Delia replied: ‘Neither can-fucking-I,’ and they laughed, breaking the tension.
‘It’s going to be so great.’
Because Delia couldn’t share her confidence but didn’t want to offend with a lack of enthusiasm, she said: ‘Your dress is spectacular.’
‘It’s a Marchesa design.’
Delia gasped. ‘Like the Oscar dresses?!’
‘It’s a replica I got on Etsy for a song. It smells a bit dodgy. So I’ve covered it in Marc Jacobs,’ Emma said. ‘The hair’s backfired a bit too,’ she said, stroking it. ‘I was going for Doris Day bubble flip, I think it’s more New Jersey mob wife.’
Delia giggled.
‘Do you want the tour? It takes less than two minutes.’
‘Yes!’
Delia followed Emma – noisy on the hard floors in her clippy-cloppy shoes – around the flat. It was so very Emma to dress up for Delia’s arrival.
Delia’s weary soul gave a little sigh of relief that the flat was nothing like as ragtag and anonymous as the hallway downstairs.
In fact it was tiny, but beautiful. The floorboards were stripped and varnished Golden Syrup yellow, and the doors were an artfully washed out, distressed chalky aqua with Mercury glass handles.

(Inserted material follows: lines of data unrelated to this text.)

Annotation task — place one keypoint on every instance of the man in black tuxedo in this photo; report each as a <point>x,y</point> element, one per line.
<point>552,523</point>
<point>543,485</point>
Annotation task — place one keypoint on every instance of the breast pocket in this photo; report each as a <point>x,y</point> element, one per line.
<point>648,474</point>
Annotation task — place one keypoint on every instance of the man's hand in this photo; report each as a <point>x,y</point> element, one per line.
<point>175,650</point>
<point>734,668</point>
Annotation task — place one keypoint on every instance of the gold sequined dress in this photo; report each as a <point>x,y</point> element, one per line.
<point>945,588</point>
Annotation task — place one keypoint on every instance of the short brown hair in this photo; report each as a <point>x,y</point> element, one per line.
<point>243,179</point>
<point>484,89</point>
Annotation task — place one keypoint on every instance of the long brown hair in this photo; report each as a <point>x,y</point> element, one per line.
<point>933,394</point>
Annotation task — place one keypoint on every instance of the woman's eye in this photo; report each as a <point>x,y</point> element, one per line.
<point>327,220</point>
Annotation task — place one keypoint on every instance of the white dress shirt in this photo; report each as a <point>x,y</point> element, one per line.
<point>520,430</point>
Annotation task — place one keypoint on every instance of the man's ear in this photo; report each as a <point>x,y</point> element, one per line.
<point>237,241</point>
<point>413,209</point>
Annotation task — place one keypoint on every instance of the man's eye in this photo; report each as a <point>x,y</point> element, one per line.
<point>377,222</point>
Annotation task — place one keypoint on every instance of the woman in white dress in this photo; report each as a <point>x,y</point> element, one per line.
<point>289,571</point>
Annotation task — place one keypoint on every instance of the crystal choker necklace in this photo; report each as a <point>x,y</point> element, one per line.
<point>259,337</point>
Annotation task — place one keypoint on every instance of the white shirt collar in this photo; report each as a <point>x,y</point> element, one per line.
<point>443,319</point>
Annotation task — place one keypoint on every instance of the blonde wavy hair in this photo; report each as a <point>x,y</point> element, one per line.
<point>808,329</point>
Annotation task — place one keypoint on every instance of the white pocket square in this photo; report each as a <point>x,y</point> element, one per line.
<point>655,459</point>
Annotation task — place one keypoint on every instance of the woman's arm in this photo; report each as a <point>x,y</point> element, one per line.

The bathroom screamed ‘no man lives here’ – a white roll-top, claw-foot bath, Oriental silk dressing gown on a print block hook, thick white towels, a pile of water-wrinkled glossy fashion magazines. And one of those free-standing glass bowl sinks that look like a giant’s contact lens.
‘You’ve done all this?’ Delia said, in awe.
‘Nah, have I bollocks. The last girl had good taste and massive budget. Do not piss your money away on something that isn’t broke, I say. It cost me enough to buy it. I’ve run a J cloth over it and that’s it.’
The front room was another stunner – vaulting ceiling with original plaster rose and ruby-red Murano chandelier dangling from it, deep emerald velvet L-shaped sofa and huge, trailing swathes of Liberty print curtains.
Delia had a little covetous pang about a girls’ place. Paul mostly gave her free rein, but drew the line at ‘busy fussy old teashop spinster’ patterns.